Generally, this kind of error message about a missing function in PHP programs is quite common on FreeBSD. It usually means, that we need to add a missing module, and this would resolve the problem in most of the cases after restart of apache.

I got postfix+dovecot+apache+roundcube on FreeBSD 12.0-RELAESE-p11 systems working without any hickup together with php72. On one of those:

`# pkg version -v | grep php72`

```
mod_php72-7.2.24                   =   up-to-date with index
php72-7.2.24                       =   up-to-date with index
php72-bcmath-7.2.24                =   up-to-date with index
php72-ctype-7.2.24                 =   up-to-date with index
php72-curl-7.2.24                  =   up-to-date with index
php72-dom-7.2.24                   =   up-to-date with index
php72-exif-7.2.24                  =   up-to-date with index
php72-fileinfo-7.2.24              =   up-to-date with index
php72-filter-7.2.24                =   up-to-date with index
php72-hash-7.2.24                  =   up-to-date with index
php72-iconv-7.2.24                 =   up-to-date with index
php72-intl-7.2.24                  =   up-to-date with index
php72-json-7.2.24                  =   up-to-date with index
php72-mbstring-7.2.24              =   up-to-date with index
php72-mysqli-7.2.24                =   up-to-date with index
php72-openssl-7.2.24               =   up-to-date with index
php72-pdo-7.2.24                   =   up-to-date with index
php72-pdo_pgsql-7.2.24             =   up-to-date with index
php72-pdo_sqlite-7.2.24            =   up-to-date with index
php72-pgsql-7.2.24                 =   up-to-date with index
php72-phar-7.2.24                  =   up-to-date with index
php72-session-7.2.24               =   up-to-date with index
php72-sockets-7.2.24               =   up-to-date with index
php72-xml-7.2.24                   =   up-to-date with index
php72-zip-7.2.24                   =   up-to-date with index
php72-zlib-7.2.24                  =   up-to-date with index
roundcube-php72-1.3.10,1           =   up-to-date with index
```

I would have said, that php72-filter is missing in your case, but it appears in the list of registered php modules. Anyway, verify, if you really got the module installed. May it be, that on your system some parts of php56 were not removed properly - this may happen when you installed PHP in the past from sources out of the wild and not from the ports.

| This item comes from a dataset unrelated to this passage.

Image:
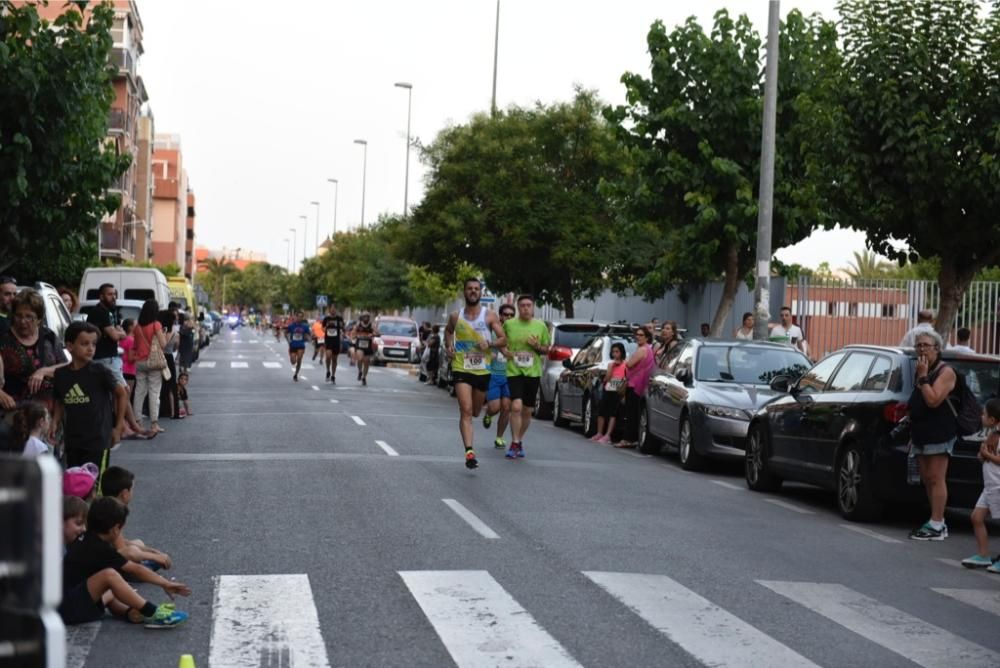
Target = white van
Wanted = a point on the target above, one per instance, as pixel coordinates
(133, 284)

*PS: I just did a quick cross-check:*

`# pkg delete -f php72-filter`
`# service apache24 restart`

Now my webmail site does not open and in the httpd-error.log, I see:

```
[client 192.168.0.195:49420] PHP Fatal error:  Uncaught Error: Call to undefined function filter_var() in /usr/local/www/roundcube/program/lib/Roundcube/bootstrap.php:43
Stack trace:
   #0 /usr/local/www/roundcube/program/include/iniset.php(63): require_once()
   #1 /usr/local/www/roundcube/index.php(40): require_once('/usr/local/www/...')
   #2 {main}
      thrown in /usr/local/www/roundcube/program/lib/Roundcube/bootstrap.php on line 43
```

Since this is the same error like the one which you experienced, I am 100 % sure, that php72-filter is either not or not correctly installed on your server. Perhaps php -m shows a false positive entry for the filter module for some reason (unfortunate tweaks of php.ini!?).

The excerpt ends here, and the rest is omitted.